# iPhone not showing up in iTunes!



## Rubble (Mar 4, 2007)

I did a search and came up blank, so here goes:

Bought an 16G iPhone about 2 weeks ago. Downloaded some apps to my MacBook running 10.4.* and sync'd everything to the phone. All was good. I upgraded to Leopard and now iTunes does not recognize my phone. iPhoto opens up and I can download any pics I've taken but it doesn't show up in iTunes. I've tried all the options on the Apple troubleshooting site (everything except erasing everything only because I'm out of town and using my contact list quite heavily.)

Any suggestions? If it has to be replaced what's the procedure?

Dave


----------



## whatiwant (Feb 21, 2008)

Rubble said:


> I did a search and came up blank, so here goes:
> 
> Bought an 16G iPhone about 2 weeks ago. Downloaded some apps to my MacBook running 10.4.* and sync'd everything to the phone. All was good. I upgraded to Leopard and now iTunes does not recognize my phone. iPhoto opens up and I can download any pics I've taken but it doesn't show up in iTunes.

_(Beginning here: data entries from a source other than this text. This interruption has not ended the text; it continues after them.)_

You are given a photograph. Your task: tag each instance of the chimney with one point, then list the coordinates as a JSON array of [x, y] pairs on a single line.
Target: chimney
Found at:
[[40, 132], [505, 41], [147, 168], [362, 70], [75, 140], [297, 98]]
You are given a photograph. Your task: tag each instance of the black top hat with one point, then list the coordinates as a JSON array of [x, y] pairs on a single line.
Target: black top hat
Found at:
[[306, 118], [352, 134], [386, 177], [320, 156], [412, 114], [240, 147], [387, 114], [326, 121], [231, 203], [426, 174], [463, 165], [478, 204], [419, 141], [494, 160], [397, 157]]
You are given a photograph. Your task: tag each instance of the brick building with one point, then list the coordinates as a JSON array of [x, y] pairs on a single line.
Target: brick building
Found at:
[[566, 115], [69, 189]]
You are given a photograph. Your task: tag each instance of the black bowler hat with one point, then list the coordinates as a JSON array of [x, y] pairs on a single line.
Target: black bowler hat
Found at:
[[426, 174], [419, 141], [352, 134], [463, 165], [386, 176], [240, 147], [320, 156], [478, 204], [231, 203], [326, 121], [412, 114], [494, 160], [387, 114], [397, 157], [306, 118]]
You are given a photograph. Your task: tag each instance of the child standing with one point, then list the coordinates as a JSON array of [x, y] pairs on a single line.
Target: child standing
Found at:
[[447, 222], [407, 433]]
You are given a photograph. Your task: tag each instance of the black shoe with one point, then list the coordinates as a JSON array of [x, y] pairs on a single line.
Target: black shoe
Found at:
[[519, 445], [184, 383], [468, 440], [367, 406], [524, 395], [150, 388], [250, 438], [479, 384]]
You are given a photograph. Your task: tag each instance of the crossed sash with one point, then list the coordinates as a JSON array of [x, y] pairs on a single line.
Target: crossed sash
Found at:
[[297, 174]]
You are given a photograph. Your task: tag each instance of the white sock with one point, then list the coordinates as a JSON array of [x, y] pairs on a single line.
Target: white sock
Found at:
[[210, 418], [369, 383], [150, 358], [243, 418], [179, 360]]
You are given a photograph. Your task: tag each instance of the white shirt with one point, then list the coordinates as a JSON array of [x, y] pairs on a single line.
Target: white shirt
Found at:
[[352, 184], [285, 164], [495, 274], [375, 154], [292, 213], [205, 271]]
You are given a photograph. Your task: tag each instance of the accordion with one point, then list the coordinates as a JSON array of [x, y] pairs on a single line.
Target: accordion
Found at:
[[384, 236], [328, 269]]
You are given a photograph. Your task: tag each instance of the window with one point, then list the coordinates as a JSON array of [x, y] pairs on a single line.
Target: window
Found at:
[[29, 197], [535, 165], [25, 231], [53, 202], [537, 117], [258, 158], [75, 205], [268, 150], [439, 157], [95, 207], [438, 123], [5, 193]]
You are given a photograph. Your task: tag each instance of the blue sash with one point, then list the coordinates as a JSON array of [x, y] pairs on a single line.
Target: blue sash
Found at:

I've tried all the options on the Apple troubleshooting site (everything except erasing everything only because I'm out of town and using my contact list quite heavily.)
> 
> ...


Apple - Support - Discussions - iphone does not show up in iTunes after ...


----------



## Rubble (Mar 4, 2007)

Thanks for the link, I found it after I posted this thread. I confirmed I was running iTunes 7.7.1 but decided to try downloading and reinstalling it. After a successful re-install and restart, I'm up and running again.

Thanks,

Dave


----------



## whatiwant (Feb 21, 2008)

Rubble said:


> Thanks for the link, I found it after I posted this thread. I confirmed I was running iTunes 7.7.1 but decided to try downloading and reinstalling it. After a successful re-install and restart, I'm up and running again.
> 
> Thanks,
> 
> Dave


go team!


----------